Inoltre, penso che in ogni azienda sia fondamentale fare sensibilizzazione: far conoscere la malattia, comunicare che c’è 1 portatore sano ogni 30 persone e che esiste un test per saperlo. In fin dei conti, in ogni azienda ci sono dei dipendenti giovani che possono pensare a creare o ad accrescere la famiglia.
Ti è capitato di parlare del portatore sano di FC e della Campagna informativa 1 su 30 e non lo sai in azienda? Potrebbe essere un modo interessante di coinvolgere più persone?
Sì, mi è successo! Dopo la raccolta in azienda, ho ringraziato i colleghi e li ho informati per coinvolgerli, e abbiamo anche discusso di questo. Ho saputo che alcuni colleghi si sono successivamente interessati al test per i portatori di FC. Ritengo sia fondamentale sensibilizzare riguardo a questo test, affinché tutti coloro che desiderano diventare genitori possano farlo con consapevolezza e prevenire il concepimento di un bambino affetto da questa patologia.
Quanto è importante il legame con le Delegazioni o gruppi di sostegno dei volontari FFC Ricerca sul territorio?
Avere un tramite diretto tra Fondazione e il territorio è decisivo, è più a misura, sei e ti senti più vicino.
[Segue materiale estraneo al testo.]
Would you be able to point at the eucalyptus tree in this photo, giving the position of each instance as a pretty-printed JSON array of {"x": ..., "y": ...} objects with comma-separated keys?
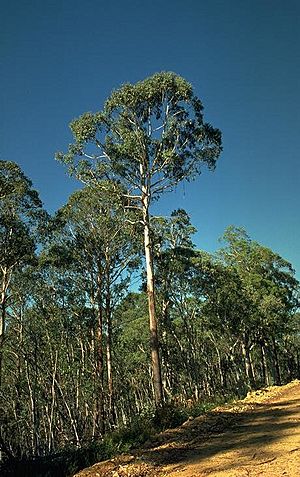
[
  {"x": 20, "y": 214},
  {"x": 102, "y": 243},
  {"x": 149, "y": 136},
  {"x": 270, "y": 291}
]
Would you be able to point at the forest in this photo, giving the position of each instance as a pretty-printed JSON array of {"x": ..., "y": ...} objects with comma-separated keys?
[{"x": 110, "y": 315}]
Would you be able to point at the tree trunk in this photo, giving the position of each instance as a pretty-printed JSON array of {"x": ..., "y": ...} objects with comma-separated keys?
[
  {"x": 111, "y": 403},
  {"x": 264, "y": 363},
  {"x": 248, "y": 365},
  {"x": 99, "y": 359},
  {"x": 154, "y": 342},
  {"x": 276, "y": 363}
]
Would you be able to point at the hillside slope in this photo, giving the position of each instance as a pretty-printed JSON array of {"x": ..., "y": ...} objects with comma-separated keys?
[{"x": 258, "y": 436}]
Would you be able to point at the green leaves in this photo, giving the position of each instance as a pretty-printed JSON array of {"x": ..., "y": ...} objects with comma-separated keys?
[{"x": 149, "y": 134}]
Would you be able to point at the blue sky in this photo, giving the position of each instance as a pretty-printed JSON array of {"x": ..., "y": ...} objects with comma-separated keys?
[{"x": 59, "y": 59}]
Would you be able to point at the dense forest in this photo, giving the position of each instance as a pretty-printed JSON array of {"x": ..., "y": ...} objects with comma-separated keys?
[{"x": 79, "y": 289}]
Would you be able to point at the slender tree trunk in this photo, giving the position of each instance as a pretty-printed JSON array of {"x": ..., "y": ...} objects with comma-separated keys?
[
  {"x": 248, "y": 365},
  {"x": 276, "y": 363},
  {"x": 3, "y": 299},
  {"x": 111, "y": 404},
  {"x": 264, "y": 363},
  {"x": 99, "y": 398},
  {"x": 154, "y": 342}
]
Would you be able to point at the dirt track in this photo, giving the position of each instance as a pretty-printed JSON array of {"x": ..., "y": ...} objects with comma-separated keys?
[{"x": 259, "y": 436}]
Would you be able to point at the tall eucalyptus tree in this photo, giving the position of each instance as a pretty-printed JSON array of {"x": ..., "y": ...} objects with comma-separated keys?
[{"x": 149, "y": 136}]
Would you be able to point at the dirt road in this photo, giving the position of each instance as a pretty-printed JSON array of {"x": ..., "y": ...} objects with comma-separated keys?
[{"x": 259, "y": 436}]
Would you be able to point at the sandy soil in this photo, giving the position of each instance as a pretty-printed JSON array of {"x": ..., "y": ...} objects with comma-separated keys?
[{"x": 259, "y": 436}]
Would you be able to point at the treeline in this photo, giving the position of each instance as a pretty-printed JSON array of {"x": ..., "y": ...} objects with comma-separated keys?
[
  {"x": 75, "y": 355},
  {"x": 79, "y": 289}
]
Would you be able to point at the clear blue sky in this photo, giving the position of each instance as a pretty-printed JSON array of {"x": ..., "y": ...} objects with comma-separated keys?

A livello personale per me è stata un’àncora vitale: avere persone vicine che conoscono e capiscono la tua situazione, confrontarsi su come ti senti rispetto ai farmaci, come affronti notizie spiacevoli come Pseudomonas… Attraverso la Delegazione e altri volontari ho avuto la fortuna di incontrare persone molto disponibili, che mi hanno fatta sentire meno sola a dover gestire questa situazione completamente nuova e con i quali avere sempre la possibilità di confrontarmi.
Cosa ti senti di aggiungere, per coinvolgere altre aziende o per valorizzare la Fondazione come partner per progetti di CSR?
Mi rendo conto che i banchetti o le pubblicità su questo tema, in generale, possano non dare fiducia a chi è sospettoso verso il terzo settore. Invece, creare questi momenti all’interno di un’azienda, in modo organizzato, è più efficace perché non è percepito come l’ennesima associazione che chiede denaro, ma ti trovi in un ambiente che conosci, sei più aperto all’ascolto e c’è maggior fiducia. Di conseguenza, si comunica di più e meglio, si arriva più in profondità. È importante che le aziende si attivino e selezionino con serietà.
I punti di forza della Fondazione sono la concretezza nel far vedere l’adozione dei progetti e l’approccio positivo delle Campagne. Ci si sente realmente utili e vicini alla causa che si sostiene.